Anyway, what of the remaining Lakers? Well, it’s life without Kobe once again. They were 10-9 before Kobe came back but then they also had someone playing point guard. With Marshall the only true point guard on the roster (and you don’t expect him to play 30 minutes a game), they’re going to have to rely on energy and ball movement from every player that is playing on the court. We probably want something reminiscent of the group that came back against Portland on the beginning of the month.

But we do remember these Minnesota Timberwolves, right? They have arguably the best power forward in the game in Kevin Love. They have an excellent starting shooting guard in Kevin Martin. They have a passing wiz kid in Ricky Rubio. And they have the burly, immovable, and frightening Nikola Pekovic. We also can’t forget Corey Brewer, who is a pest defensively and a master at opportunistic leakouts.

Oh, yeah. These are the Wolves that dropped 47 points in the first against the Lakers in their first meeting. And these guys can get pretty explosive as they showed in their win against Portland (another explosive offensive squad) on Wednesday night.
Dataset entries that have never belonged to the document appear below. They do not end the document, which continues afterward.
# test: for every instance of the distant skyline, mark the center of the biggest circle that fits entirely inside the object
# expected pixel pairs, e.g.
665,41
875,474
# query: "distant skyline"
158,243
So it goes without saying that the Lakers need to get off to a good start. Kevin Love will always be a pain to guard; Darius mentioned in his previous preview that there is nobody on the Lakers that can match Love’s deadly combo of size, quickness, and rebounding ability. If there’s anything the Lakers hope for, it’s that they hope Love has a bad night from three and tries to shoot his way out of it as he is sometimes prone to do. Rubio can be predictable; he’s always looking to pass but which of the Lakers can keep up with him? You also hope that someone can keep up with Martin, who takes advantage of defenders overplaying him. And Pekovic is just a monster; he is not light on his feet so Jordan Hill and Pau Gasol will have to outquick him.

I honestly have no idea what to expect with this offense because a big part of it (um, Kobe… and a point guard) is gone. Nick Young will continue to be his Swaggy P self; he’s averaging 16.8 points in his last five games. Pau Gasol has played well in the last two games, shooting 16 out of 21 (.762) and averaging 18.5 points and 9.5 boards. Maybe we’ll see him take over a bit more on setting up players from the post. As for the ballhandling duties, Xavier Henry will likely start in that position with Nick Young and Meeks sharing the position. And we’ll likely see Marshall in that back-up role.

Basically, the Lakers should get off to a good start, communicate well on defense (the Wolves are going to be everywhere), and do their best to keep the Wolves off the boards. All easier said than done. I probably should’ve just put that as the preview and call it a day.

But if anything, let’s weather the storm for a second time until Kobe comes back around February.

Just don’t let the Wolves score 47 points in the first quarter, for starters.